A new kind of optical cable will provide ultrafast connections between electronic devices.
There's a reason that the Internet backbone is made of fiber-optic cables: photons transport bits of information faster than electrons. But while photons and fiber are the most efficient way of sending data across continents, it's still cheaper and easier to use electrons in copper wiring for most data transfer over shorter distances.
Now Intel plans to sell inexpensive cables with fiber-optic-caliber speed to connect, for instance, a laptop and an external hard drive, or a phone and a desktop computer. At the Intel Developer Forum (IDF) in San Francisco Wednesday, the company announced a new type of optical cable that it hopes will be fast, cheap, and thin enough to make it an attractive replacement for multiple copper wires.
By 2010, says Dadi Perlmutter, vice president of Intel's mobility group, the company hopes to ship an optical cable called Light Peak that will be able to zip 10 gigabits of data per second from one gadget to another, a rate equivalent of transferring a Blu-ray movie from a computer to a mobile video player in 30 seconds. A single Light Peak cable will also be capable of transporting different types of data simultaneously, meaning it will be possible to back up a hard drive, transfer high-definition video, and connect to a network with just one line.
At both ends of a Light Peak cable are chips that contain devices that produce light, encode data in it, and send it on its way. The chips can also amplify incoming signals and convert the light to an electrical signal that can be interpreted by gadgets. The first generation of Light Peak will use chips made with standard optical materials such as gallium arsenide. However, to truly make optical cables cheap enough to replace copper, future versions of Light Peak, which will handle 40-gigabits-per-second and 100-gigabits-per-second transfer rates, will most likely need to rely on silicon-based optical chips, a product of the maturing field of silicon photonics. Silicon photonics researchers hope to transform computing by making high-bandwidth connectors cheaper than ever before, not just in cables, but also eventually within electronic motherboards and microprocessors.

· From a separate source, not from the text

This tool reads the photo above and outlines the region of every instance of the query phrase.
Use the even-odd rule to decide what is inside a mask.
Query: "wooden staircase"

"This will be a long-term transition," says Perlmutter, referring to the fact that it takes years to develop and adopt standards for new connecting technologies. On stage during his IDF keynote, he held up in one hand a bundle of cables he currently lugs around with his laptop, and in the other, a thin, white Light Peak prototype cable. "I have a very light notebook," he said, "but carry a huge amount of cables with me."